The film opens with a letter being read: a young woman has been kidnapped and held for ransom by a religious cult living on an island off the coast of Wales. Her brother, Thomas (Dan Stevens), must find a way to infiltrate the cult’s community, reach his sister, and escape with her safely. Led by the prophet Malcolm (Michael Sheen), the island-dwellers appear to only seek religious and political freedom for themselves, though there is, of course, some sort of sinister secret behind this utopian life. Thomas’s own background is equally enigmatic; “I thought you were dead” says the acquaintance reading the ransom letter aloud for him, implying a previous lifestyle of violence. When we learn of Thomas’s origins as the titular apostle–a supposed messenger from God–it fits well within the film’s exploration of idolatry and deification. Human beings were created for worship; if we aren’t worshiping God, we’ll find other persons or places for our devotion, both the fanatical and fantastical.
Apostle aims to examine these worshipful longings, but while it’s morally the deepest of Evans’ films, it’s all still quite surface-level and conventional, both formally and narratively. Parallel to Thomas’s search for his sister is a budding romance between a young couple, Jeremy (Bill Milner) and Ffion (Kristine Froseth), the children of Malcolm’s two cronies, the demure Frank (Paul Higgins) and the demonic Quinn (Mark Lewis Jones). It is Jones’s performance as Quinn which surprised me the most about Apostle–silent and gruff, mostly in the background, he explodes into the final act with a ferocity and verve that I simply did not see coming, in the best possible way. Lucy Boynton (Sing Street) is good as Malcolm’s daughter and Thomas’s helper, and Stevens is very good playing the semi-unhinged protagonist; his performance here is akin to his role in The Guest as a mysterious man arriving to town with dubious motives.
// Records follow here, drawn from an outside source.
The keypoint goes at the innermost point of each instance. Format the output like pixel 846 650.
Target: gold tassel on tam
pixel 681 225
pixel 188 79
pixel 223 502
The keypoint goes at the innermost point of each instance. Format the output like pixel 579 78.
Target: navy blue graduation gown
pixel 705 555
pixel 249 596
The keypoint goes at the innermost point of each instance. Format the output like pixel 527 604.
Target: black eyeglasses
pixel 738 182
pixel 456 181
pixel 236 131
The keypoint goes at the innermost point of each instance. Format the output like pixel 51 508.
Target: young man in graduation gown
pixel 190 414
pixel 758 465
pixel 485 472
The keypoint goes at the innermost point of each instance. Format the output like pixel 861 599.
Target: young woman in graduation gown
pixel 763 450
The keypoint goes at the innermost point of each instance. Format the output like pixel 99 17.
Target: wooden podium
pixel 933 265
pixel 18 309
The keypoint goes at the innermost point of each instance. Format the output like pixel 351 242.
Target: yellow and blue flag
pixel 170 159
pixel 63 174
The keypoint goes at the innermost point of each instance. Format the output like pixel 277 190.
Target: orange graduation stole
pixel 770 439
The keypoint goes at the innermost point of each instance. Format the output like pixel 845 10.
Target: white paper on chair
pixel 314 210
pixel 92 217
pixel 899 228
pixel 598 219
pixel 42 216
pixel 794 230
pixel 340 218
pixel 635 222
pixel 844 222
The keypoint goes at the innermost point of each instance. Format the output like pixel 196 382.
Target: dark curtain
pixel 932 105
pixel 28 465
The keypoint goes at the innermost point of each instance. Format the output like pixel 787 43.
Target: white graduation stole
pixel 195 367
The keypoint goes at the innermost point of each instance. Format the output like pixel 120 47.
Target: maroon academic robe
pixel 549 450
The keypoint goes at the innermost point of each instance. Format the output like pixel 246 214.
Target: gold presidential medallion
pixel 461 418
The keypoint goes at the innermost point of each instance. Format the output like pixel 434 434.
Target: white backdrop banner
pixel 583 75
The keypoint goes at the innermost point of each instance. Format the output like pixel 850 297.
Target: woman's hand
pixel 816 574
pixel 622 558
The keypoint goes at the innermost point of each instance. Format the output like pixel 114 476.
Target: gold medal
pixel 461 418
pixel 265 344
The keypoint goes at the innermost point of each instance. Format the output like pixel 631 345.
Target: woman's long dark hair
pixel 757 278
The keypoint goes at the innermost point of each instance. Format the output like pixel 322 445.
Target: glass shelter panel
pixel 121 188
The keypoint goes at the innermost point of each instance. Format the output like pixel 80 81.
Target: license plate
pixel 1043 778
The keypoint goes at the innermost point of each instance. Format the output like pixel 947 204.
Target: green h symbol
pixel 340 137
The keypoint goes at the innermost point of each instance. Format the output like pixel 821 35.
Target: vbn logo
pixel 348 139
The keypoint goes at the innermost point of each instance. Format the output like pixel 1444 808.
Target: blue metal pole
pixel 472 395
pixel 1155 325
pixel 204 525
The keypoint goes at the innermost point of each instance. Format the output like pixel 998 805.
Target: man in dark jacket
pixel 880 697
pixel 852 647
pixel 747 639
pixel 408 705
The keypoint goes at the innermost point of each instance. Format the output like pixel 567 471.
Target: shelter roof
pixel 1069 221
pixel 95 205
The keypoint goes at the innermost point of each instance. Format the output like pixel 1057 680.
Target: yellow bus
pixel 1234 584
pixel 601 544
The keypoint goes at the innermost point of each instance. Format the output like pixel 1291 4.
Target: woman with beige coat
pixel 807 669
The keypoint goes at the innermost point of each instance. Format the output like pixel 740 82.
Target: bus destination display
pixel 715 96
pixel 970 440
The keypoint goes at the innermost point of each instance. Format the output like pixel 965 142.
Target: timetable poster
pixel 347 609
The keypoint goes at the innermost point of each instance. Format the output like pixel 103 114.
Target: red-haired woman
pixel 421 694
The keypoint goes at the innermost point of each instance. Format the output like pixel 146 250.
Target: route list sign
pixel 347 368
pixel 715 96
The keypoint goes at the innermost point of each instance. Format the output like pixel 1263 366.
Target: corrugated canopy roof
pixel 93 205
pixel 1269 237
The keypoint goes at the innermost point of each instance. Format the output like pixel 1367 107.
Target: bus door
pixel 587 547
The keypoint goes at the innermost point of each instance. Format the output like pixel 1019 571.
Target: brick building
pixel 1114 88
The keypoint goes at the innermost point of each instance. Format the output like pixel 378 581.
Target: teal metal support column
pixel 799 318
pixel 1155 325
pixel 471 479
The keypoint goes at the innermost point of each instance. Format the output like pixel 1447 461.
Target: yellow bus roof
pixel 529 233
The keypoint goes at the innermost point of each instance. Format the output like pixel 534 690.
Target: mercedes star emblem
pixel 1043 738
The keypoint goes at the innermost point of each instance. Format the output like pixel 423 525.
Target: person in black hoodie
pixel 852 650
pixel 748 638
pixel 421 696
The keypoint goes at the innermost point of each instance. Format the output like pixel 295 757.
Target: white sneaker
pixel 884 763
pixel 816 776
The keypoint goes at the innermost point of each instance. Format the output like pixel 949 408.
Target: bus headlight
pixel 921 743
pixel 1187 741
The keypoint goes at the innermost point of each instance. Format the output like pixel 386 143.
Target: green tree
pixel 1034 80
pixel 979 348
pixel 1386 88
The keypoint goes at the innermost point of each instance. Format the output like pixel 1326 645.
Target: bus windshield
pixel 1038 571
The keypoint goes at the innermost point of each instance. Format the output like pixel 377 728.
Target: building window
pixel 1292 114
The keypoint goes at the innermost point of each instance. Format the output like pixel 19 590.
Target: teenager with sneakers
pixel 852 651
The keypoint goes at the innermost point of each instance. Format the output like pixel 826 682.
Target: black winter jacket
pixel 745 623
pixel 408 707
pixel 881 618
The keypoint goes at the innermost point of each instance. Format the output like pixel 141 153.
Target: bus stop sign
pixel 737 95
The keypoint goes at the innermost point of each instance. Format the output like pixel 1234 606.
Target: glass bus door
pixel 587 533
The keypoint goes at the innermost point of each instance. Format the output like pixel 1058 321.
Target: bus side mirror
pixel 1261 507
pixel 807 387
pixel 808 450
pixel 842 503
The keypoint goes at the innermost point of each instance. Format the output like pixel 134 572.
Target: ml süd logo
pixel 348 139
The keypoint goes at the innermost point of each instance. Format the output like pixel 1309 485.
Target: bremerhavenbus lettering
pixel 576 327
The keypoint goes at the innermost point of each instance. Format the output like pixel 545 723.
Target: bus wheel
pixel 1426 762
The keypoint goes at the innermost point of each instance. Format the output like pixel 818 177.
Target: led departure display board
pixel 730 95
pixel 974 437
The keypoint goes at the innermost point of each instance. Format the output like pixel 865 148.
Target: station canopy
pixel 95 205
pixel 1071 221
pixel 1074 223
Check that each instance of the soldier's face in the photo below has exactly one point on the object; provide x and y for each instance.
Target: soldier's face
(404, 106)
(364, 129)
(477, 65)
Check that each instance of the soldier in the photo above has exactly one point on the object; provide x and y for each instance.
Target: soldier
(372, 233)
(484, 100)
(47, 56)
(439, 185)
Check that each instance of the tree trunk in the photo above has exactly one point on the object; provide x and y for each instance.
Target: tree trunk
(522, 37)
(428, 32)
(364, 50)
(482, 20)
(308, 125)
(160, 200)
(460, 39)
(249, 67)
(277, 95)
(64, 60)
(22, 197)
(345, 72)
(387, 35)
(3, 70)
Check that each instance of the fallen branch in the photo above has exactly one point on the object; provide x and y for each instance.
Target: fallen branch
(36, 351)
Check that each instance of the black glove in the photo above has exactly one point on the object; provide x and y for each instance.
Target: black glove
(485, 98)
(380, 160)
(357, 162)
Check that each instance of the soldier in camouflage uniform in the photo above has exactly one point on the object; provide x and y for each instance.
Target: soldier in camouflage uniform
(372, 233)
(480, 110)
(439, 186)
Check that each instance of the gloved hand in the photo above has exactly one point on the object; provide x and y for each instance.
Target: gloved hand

It’s unclear who the true antagonist will become in Apostle, and it takes its time to get there; at 130 minutes, it feels about 45 minutes too long for its ideas and images. There are many times in its mythology and world-building which simply don’t work; when we fully learn of the source of the island’s secret power, many previous scenes make little sense, albeit one may excuse this via its fairy-tale leanings. Despite all this, Apostle is certainly ambitious and has some key scenes of genuine dread and horror, especially in its violent (seriously, it’s violent) third act. When it works, it works quite well. But those moments are just too few to nudge it into greatness.